Running a QlikView Expressor Dataflow from a Command Window

    Originally published on 07-20-2011 09:00 PM

     

    This description applies to releases prior to Expressor 3.4.  The etask utility in Expressor 3.4 and later releases have additional features that are described at the end of this document.

    You develop and test an expressor data integration application from within Expressor Studio,  and whenever you run the application it runs from within Studio. But  when you move your applications to production, you will run them from  within a command window on a computer on which you have installed the Expressor Engine component.

    The key to understanding how to deploy and run your applications depends on your understanding of the organization of the deployment package.

    You create a deployment package from within Studio. The deployment package becomes another artifact within your project and can be committed to Expressor Repository. When you want to deploy an application, you use the eproject command line utility to check the project out from Expressor Repository onto the computer hosting the Expressor Engine.
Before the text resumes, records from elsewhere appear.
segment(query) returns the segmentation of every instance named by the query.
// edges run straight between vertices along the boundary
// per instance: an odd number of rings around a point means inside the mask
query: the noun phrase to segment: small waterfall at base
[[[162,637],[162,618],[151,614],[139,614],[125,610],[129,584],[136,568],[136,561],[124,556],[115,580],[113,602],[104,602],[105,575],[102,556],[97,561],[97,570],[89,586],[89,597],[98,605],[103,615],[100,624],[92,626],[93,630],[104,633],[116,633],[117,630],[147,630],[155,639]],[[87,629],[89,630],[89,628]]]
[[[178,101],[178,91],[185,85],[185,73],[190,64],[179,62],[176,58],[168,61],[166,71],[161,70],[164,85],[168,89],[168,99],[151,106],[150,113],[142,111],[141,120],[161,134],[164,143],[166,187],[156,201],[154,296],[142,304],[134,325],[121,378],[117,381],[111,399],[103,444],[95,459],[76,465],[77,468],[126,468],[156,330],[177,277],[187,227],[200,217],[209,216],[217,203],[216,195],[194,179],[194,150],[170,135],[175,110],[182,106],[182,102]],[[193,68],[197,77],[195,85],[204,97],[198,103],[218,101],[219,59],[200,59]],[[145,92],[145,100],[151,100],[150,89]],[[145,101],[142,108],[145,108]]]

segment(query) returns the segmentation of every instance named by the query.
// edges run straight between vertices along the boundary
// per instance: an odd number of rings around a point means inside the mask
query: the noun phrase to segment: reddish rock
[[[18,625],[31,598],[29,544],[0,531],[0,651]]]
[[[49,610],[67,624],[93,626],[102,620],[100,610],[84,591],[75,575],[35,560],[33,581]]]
    Let’s examine the directory structure of a deployment package created from a project named Project1 that was associated with a library named Library1. The deployment package includes two dataflows from the project and another dataflow from the library.

    deployment_package.png

    In this figure, the deployment package is named DeploymentPackage1 and it contains four sub-directories.  The sub-directory Project1...0...Dataflow1 contains the deployment artifact corresponding to Dataflow1 originally included in Project1; this artifact is named Project1...0...Dataflow1.rpx.  Note how the directory and deployment artifact names include the project name, the dataflow name, and the current version of the project (in this example, zero).  Similarly, the subdirectories Project1...0...Dataflow2 and Library1...0...Dataflow3 contain the deployment artifacts corresponding to Dataflow2 originally included in Project1 (Project1...0...Dataflow2.rpx) and Dataflow3 originally included in Library1 (Library1...0...Dataflow3.rpx). Finally, the sub-directory external contains all of the files that were originally included in the workspace explorer external directories under  both the project and library.

    Now that you have installed a deployment package onto a computer hosting the Expressor Engine, how do you use etask to run the data integration application?

    In order for etask to run a dataflow, you must provide enough  information for the utility to find the deployment package directory and  determine the name of the project (or library), its version number, and  the name of the dataflow to run. How you provide this information  depends on the file system location of the working directory in which  you run etask.

    The easiest approach is to use the Start > All Programs >  expressor > expressor3 > expressor command prompt menu item to  open a command window and then change directories to either the  deployment package directory or one of its sub-directories.  This immediately solves the issue of locating the deployment package directory.  Then you simply need to specify the project name, version number, and dataflow name as arguments to the etask utility.

    etask -x dataflowName -p projectOrLibraryName -V version#

    For example:

    etask -x Dataflow1 -p Project1 -V 0

    or if the dataflow is in a library.

    etask -x Dataflow3 -p Library1 -V 0

    What if you want to run the dataflow from a different file system location?  In this case, you must also provide the absolute or relative path to the deployment package directory as an argument to etask (be certain to enter the entire command on a single line).

    etask -x dataflowName -p projectOrLibraryName -V version# -D pathToDeploymentPackageDirectory

    Note that neither of these commands requires that you know the actual name of the sub-directories or the names of the deployment artifacts; you only need to know the path to the deployment package directory.

    Alternatively, you can provide the name of the deployment artifact as an  argument to etask, which relieves you of the need to supply the project  name and version number.  With this approach, you run a dataflow using  the following commands, where the second syntax can be used from any  file system location.

    etask -x deploymentArtifactName

    or

    etask -x deploymentArtifactName -D pathToDeploymentPackageDirectory

    For example:

    etask -x Project1..0..Dataflow1 [-D pathToDeploymentPackageDirectory]

    or

    etask -x Library1..0..Dataflow3 [-D pathToDeploymentPackageDirectory]

    Additional Expressor 3.4 Command Line Arguments

    Because Expressor 3.4 dataflows may have multiple steps, the -d and -s command line arguments give you control over which steps are executed. Follow the -d flag with the index of the step where you want execution to begin.  Steps are numbered sequentially from 1.  In a three step dataflow, for example, if you want to run only steps 2 and 3, enter -d 2 as a command line argument to etask.  Use the -s flag to list the specific order in which you want steps to execute. Again in the three step dataflow, to run only steps 1 and 3, enter -s 1,3 as a command line argument to etask.

    Expressor 3.4 also includes functionality that allows modifications to operator properties at runtime.  There are three ways you can override an operator's properties:

    1. Use the Write Parameters operator to create a listing of parameters and their values.
    2. Pass a new value for an operator property to the dataflow as an argument to etask.
    3. Pass the name of an operator property substitution file to the dataflow as an argument to etask.

    For further discussion of these options, see the knowledge base article Managing Dataflow Parameters.